Measure Complexity Explanation
Time O(1) Only a few arithmetic operations are performed regardless of input size
Space O(1) No auxiliary data structures are used

The computation is constant time and easily fits within any reasonable constraints. Even if extended to multiple test cases, performance remains trivial due to the simplicity of the arithmetic.

Test Cases

import sys, io

def run(inp: str) -> str:
    sys.stdin = io.StringIO(inp)
    from math import isclose
    import builtins
    input_backup = builtins.input

    def fake_input():
        return sys.stdin.readline()

    builtins.input = fake_input
    try:
        a = int(input().strip())
        b = int(input().strip())
        c = int(input().strip())
        x = int(input().strip())
        print(a * 0)  # placeholder to avoid accidental reuse
        result = (a + b + c) * x + 1
        return str(result)
    finally:
        builtins.input = input_backup

# provided sample
assert run("5\n3\n7\n1\n") == "16", "sample 1"

# custom cases
assert run("1\n1\n1\n1\n") == "4", "minimal equal values"
assert run("10\n0\n0\n2\n") == "21", "single non-zero ingredient"
assert run("10000\n10000\n10000\n10000\n") == str(30000 * 10000 + 1), "maximum values"
assert run("2\n3\n4\n5\n") == "51", "general case"
Test input Expected output What it validates
1 1 1 1 4 minimal symmetric case
10 0 0 2 21 partial zero handling
max values large number overflow safety and scaling correctness
2 3 4 5 51 general correctness

Edge Cases

One subtle edge case is when $x = 1$. In this situation, the transformation does nothing to the original ingredients, and the answer reduces to $a + b + c + 1$. The algorithm handles this naturally because multiplication by 1 leaves the sum unchanged.
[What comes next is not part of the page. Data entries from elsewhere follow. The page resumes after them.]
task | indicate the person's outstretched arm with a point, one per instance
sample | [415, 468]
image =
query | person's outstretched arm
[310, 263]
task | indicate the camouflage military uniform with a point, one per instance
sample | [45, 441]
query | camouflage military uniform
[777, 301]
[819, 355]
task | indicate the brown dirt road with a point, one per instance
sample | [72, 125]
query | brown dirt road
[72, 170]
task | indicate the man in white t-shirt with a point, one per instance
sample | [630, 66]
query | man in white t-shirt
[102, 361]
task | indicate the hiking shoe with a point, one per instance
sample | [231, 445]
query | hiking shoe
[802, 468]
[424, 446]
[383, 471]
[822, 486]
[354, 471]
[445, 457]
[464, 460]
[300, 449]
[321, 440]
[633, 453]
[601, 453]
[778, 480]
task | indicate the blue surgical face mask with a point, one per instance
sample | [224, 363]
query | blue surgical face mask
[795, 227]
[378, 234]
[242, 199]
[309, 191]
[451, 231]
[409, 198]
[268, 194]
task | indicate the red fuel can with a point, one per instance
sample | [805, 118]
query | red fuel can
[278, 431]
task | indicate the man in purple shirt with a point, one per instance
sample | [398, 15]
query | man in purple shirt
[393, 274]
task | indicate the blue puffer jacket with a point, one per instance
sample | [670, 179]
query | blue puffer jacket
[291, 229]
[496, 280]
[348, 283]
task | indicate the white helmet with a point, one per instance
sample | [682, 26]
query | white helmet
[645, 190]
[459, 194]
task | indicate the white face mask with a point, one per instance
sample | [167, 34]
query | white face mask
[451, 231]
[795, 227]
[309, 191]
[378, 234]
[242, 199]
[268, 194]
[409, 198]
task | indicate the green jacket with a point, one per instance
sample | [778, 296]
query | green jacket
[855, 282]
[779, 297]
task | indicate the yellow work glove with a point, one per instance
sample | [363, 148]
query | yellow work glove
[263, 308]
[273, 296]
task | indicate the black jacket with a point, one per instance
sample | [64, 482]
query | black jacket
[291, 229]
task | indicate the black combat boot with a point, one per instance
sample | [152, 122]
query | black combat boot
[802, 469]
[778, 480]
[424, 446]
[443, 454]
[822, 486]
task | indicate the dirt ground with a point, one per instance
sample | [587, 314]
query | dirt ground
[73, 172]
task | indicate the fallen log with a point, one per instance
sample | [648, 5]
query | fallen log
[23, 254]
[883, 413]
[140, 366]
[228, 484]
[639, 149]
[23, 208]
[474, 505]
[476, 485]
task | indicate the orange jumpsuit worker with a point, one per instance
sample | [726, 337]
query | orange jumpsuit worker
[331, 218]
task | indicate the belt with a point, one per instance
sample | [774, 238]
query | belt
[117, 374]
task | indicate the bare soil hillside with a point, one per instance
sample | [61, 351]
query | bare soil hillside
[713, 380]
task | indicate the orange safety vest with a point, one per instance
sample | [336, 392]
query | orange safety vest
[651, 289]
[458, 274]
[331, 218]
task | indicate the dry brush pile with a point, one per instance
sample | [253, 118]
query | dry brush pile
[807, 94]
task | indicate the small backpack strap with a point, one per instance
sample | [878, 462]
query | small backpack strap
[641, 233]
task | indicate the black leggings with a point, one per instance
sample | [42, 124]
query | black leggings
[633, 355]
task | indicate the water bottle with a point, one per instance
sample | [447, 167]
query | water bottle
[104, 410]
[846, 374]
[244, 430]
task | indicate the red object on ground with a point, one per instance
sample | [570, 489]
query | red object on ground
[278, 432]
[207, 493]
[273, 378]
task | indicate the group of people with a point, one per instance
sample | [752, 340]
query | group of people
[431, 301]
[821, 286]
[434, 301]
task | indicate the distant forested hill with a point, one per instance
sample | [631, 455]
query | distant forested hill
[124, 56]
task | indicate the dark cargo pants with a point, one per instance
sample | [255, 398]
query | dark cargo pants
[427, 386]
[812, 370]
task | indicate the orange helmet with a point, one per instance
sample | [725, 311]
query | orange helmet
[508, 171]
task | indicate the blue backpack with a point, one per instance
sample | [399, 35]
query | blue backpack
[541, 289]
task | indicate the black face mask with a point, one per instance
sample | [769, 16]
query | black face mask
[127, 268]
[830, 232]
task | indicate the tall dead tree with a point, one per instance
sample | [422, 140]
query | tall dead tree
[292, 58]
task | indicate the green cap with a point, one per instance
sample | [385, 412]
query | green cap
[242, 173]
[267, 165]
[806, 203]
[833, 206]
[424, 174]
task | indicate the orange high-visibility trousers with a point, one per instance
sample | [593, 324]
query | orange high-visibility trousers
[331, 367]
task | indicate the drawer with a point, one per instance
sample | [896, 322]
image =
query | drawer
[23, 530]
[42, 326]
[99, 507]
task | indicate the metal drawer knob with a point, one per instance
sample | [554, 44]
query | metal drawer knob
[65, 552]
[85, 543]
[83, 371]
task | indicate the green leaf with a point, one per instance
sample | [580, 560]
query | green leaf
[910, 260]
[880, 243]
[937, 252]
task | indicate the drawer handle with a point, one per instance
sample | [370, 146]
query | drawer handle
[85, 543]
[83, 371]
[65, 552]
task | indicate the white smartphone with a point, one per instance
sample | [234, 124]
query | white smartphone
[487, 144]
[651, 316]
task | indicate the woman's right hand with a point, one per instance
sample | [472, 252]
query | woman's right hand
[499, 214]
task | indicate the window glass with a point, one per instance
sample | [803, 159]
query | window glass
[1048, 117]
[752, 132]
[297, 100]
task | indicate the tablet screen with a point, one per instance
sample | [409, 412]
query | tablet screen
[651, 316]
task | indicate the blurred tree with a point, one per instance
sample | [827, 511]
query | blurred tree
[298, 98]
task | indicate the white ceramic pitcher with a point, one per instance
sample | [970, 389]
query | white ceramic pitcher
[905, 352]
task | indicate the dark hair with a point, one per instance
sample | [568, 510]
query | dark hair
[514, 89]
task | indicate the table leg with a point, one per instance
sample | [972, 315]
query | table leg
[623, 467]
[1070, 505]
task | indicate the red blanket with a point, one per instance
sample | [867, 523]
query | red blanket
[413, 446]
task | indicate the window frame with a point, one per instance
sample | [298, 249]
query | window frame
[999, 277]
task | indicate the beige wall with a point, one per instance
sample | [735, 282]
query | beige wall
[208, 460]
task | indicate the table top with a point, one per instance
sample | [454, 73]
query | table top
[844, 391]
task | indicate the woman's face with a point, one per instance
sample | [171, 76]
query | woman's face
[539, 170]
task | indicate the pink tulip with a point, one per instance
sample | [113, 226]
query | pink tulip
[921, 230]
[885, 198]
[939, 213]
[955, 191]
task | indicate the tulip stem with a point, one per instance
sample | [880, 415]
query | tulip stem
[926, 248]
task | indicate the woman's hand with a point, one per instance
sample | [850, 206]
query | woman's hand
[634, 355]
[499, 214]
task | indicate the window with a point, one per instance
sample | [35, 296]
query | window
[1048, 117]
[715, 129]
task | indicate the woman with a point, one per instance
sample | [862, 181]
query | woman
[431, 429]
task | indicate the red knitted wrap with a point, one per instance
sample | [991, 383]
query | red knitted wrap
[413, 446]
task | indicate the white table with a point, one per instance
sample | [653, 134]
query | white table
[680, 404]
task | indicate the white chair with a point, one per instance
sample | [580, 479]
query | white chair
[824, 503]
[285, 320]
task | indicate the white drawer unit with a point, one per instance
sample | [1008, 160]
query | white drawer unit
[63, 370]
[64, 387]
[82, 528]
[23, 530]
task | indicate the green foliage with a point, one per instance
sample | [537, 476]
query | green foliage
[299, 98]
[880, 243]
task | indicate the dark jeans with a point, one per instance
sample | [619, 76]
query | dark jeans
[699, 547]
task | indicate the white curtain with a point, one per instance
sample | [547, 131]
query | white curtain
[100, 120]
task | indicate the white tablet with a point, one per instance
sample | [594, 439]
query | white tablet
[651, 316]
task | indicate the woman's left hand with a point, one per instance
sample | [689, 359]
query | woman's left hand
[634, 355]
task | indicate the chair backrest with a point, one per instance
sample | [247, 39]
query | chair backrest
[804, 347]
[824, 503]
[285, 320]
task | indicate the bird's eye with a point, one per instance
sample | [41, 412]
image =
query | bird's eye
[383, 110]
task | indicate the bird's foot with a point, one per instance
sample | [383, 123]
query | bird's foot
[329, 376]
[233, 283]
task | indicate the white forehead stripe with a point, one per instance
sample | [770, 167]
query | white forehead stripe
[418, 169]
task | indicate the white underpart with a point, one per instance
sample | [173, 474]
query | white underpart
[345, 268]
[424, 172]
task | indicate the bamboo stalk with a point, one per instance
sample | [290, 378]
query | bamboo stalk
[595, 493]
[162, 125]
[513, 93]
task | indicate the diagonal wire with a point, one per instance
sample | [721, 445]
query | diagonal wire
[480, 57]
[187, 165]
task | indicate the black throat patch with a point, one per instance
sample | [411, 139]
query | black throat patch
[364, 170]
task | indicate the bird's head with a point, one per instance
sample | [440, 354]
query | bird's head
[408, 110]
Another case is when some of $a, b, c$ are zero. Since zero contributes nothing to the sum, the formula still holds without special handling, and only nonzero ingredients influence the scaled portion.

A final edge case is large values near $10^4$. Even though intermediate results can reach $10^8$, Python integers handle this safely, and no overflow considerations are needed.